Das Preisgericht hat unter den 14 eingereichten Arbeiten keinen eindeutigen Sieger gefunden, was auf die komplexe Aufgabenstellung und Lösungsfindung zum soziokulturellem Zentrum, Kindertagesstätte, Wohnungsbau und Freiraum und Städtebau zurückzuführen ist.
Daher vergab das Preisgericht welches sich aus externen Architekten, Stadtplanern und Landschaftsarchitekten, aber auch aus Gemeinderäten, Verwaltung, aktuellen Nutzern und Bürgern bestand, zwei Anerkennungen, zwei dritte und zwei erste Preise.
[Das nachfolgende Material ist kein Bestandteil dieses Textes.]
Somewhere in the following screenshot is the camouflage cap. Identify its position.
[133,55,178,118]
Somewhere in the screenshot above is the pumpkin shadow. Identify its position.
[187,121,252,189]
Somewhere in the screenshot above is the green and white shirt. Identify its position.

Die Verwaltung hat die Preisträger aufgefordert an einer Überarbeitung teilzunehmen. Im Rahmen eines Nutzworkshops wurden die wesentlichen Kritikpunkte erarbeitet und an die teilnehmenden Büros weitergegeben.
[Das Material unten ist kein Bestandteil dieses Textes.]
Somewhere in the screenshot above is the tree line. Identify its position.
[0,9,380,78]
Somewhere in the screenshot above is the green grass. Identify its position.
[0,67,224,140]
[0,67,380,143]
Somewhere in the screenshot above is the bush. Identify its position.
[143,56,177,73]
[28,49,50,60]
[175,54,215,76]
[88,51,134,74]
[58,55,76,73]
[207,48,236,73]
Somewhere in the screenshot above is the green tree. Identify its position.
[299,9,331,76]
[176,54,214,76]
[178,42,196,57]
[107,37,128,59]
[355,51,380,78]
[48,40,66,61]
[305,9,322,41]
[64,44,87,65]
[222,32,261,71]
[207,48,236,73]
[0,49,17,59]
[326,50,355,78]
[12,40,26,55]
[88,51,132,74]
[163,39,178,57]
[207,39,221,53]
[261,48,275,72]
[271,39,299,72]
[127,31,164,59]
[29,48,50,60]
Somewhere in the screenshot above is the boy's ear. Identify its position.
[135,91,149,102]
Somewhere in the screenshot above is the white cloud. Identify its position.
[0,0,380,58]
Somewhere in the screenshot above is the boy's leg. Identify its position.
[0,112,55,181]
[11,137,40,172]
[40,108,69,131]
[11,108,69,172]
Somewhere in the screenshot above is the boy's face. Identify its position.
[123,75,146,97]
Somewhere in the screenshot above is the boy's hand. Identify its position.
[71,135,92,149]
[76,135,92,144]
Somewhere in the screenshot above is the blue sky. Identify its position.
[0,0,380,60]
Daraufhin wurden individuelle Überarbeitungen getätigt, die dem Auswahlgremium vorgestellt wurden. Aus den Kriterien der Wettbewerbsplatzierung, der Überarbeitung des Entwurfs, der Projektorganisation und dem Honorarangebot ergibt sich das Büro mit dem höchsten Punktwert.
Der Ausschuss für Bildung, Soziales und Bürgerdienste (BSB) hat in seiner Sitzung am 28.01.2020 die Planungsleistungen an die Arbeitsgemeinschaft Lorber Paul Architekten GmbH, Köln mit club L94 Landschaftsarchitekten GmbH, Köln und ERNST² ARCHITEKTEN AG, Stuttgart als Projektsteuerer, vergeben, welche die beste Lösung zur städtebaulichen Fragestellung lieferten.
Die Arbeitsgemeinschaft wird die Vorentwurfsplanung unter enger Abstimmung des planenden Büros und den zukünftigen Nutzern tätigen, um das Wettbewerbsergebnis für die spätere Nutzung optimal zu gestalten (Fortsetzung des planerischen Dialogs). In inhaltlicher Abstimmung mit dem planenden Büro wird zeitlich parallel ein Bebauungsplan entwickelt.